Ninety-four.  Wow!  What a life!  What a grandmother!

Wednesday, December 19, 2012

Adam Lanza's Family

     There apparantly has been some flap about a woman who wrote on her blog, "I Am Adam Lanza's Mother."  I am assuming this woman is someone with a mentally ill son who has had to face issues very similar to those faced by Nancy Lanza in her struggles with Adam which culminated in this past Friday's tragic, terrifying result.

     Please try to understand this woman's perspective because, as I was thinking about what I had heard, I realized I could have been Adam Lanza's older sister.

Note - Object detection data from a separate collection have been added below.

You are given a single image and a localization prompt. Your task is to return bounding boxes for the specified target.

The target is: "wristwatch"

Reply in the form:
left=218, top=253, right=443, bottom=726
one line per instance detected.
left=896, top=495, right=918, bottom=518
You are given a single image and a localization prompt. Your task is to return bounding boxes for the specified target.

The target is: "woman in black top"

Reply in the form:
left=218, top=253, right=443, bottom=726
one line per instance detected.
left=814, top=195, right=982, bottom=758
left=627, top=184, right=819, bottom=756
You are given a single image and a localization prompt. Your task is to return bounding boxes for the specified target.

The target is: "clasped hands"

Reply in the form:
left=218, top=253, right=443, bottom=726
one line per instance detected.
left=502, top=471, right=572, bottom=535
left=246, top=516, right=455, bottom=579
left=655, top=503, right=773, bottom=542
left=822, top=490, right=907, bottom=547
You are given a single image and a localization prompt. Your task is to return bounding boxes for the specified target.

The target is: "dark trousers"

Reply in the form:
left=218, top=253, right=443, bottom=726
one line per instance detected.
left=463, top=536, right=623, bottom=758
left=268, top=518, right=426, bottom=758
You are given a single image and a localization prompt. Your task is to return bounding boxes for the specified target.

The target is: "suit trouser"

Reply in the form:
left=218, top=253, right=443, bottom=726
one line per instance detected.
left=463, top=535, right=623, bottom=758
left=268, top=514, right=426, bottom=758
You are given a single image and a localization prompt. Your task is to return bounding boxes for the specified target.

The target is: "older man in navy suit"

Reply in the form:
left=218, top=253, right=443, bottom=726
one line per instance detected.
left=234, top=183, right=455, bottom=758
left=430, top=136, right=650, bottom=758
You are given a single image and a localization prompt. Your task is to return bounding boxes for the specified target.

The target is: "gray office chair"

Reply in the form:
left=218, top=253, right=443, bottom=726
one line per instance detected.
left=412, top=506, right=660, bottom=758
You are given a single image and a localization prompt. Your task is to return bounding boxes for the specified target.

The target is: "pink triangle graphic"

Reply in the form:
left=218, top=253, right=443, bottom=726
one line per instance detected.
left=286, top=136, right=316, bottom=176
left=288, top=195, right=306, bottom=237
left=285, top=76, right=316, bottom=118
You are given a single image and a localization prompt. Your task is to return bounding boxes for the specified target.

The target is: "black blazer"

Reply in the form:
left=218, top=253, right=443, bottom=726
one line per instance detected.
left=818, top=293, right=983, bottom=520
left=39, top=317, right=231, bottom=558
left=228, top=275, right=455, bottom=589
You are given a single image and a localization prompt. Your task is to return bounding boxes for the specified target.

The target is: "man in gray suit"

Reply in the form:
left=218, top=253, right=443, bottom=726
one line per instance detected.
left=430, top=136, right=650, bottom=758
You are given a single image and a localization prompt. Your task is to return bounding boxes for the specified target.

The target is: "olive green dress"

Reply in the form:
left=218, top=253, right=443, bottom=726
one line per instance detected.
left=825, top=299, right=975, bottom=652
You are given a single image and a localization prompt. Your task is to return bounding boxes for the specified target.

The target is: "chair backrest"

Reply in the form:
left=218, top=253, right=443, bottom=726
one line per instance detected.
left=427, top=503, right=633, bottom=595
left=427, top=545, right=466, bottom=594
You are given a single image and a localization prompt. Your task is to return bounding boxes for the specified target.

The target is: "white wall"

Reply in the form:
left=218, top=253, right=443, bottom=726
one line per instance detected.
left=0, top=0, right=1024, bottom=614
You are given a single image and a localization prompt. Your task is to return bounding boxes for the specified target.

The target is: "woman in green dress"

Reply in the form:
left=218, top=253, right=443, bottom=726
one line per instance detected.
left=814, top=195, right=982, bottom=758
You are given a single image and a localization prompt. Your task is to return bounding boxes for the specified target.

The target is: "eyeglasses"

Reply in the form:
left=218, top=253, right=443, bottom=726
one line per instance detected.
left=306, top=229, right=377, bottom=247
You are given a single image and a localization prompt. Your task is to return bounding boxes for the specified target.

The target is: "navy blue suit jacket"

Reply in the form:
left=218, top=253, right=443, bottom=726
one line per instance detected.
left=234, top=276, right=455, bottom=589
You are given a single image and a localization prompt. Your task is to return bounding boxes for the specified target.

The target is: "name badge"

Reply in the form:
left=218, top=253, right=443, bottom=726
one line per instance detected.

     When my brother Mike first started showing the most obvious signs of his mental illness/schizophrenia, there were times when it could be quite frightening, although mostly it was just really, really sad.  It got so bad for a time that my parents barricaded their bedroom door at night in the fear that Mike might try to harm our Mom to whom he would make insinuative threats, verbally and via gestures.  At one point (and this is not to imply that no buttons were pushed as I was not always the most gracious of older siblings...) Mike picked me up bodily and threw me upon the floor.  This was after we were both full grown adults, at least physiologically speaking.  Thank God Mike never had the access to guns that Adam Lanza was allowed, as this may have been the only significant difference, at times, that prevented my brother from acting out in a similar way, although I would like to think Mike would never have done anything so vicious even in his worst and most violent moments.

     What, we might wonder, was Nancy Lanza thinking and doing by allowing this son of hers access to guns?  In Nancy Lanza's world guns were recreational, used primarily for target shooting and, perhaps now and again for hunting.  These weapons were not fired at people - or not supposed to be - and this was what she would have taught her son.  What was Nancy Lanza doing?  She was trying to give her son a life, trying to help him find his way in a world he was ill-suited to navigate on his own, trying desperately to do what those six educators died for last Friday - protect her child as they wanted to protect the children under their care. 

     That she was reaching the point of being unable to continue caring for Adam is not testimony to any fault in her parenting, but to her humanity; not one of us is perfect and Adam's mental disorder was too involved, too deeply entrenched, for his mother to be able to continue to care for the adult her son had grown into - the violent, angry, raging, jealous child-man he could not escape from except through death - at least in his own mind where he blamed everyone of the people who loved him, everyone of those children, everyone in his life except himself, for the hurt and anger he felt and the pain he was determined to inflict.

     That's a lot of speculation on my part.  I did not know Adam, his mother, or any of the people murdered so brutally last Friday.  But I do know the fear of not knowing if you're going to receive some stridently demanding phone call telling you something unimaginably horrible has taken place, changing your life and that of your entire family forever; the fear of not knowing if your younger brother will survive the night without his coat after he disappeared into one of the worst snowstorms within recent memory; the fear of wondering if the sweet, wonderful brother you grew up with will ever get to reappear when thisterrible mental disease has run its course or if it will run its course.  It is living with your heart always breaking or constantly broken.  It is a life of constant emotional pain and fear.

     Adam Lanza's mom loved him.  He was her child; her little boy.  She knew him when he was six-years old and as sweet and beautiful as each one of those little ones whose lives he so callously took six days ago.

Dear God,

     Our hearts are so broken.  We are so much in need.  Please, God, help us; love us; be our protecting and loving parent and hold us in your arms now and in the days to come as more children are laid to rest, more questions surface, more emotions make the way into our hearts and minds.  Please God, be especially kind to those families of the children who died, they each lost more than just a loved one - they lost each of their childrens' entire lifetimes as well.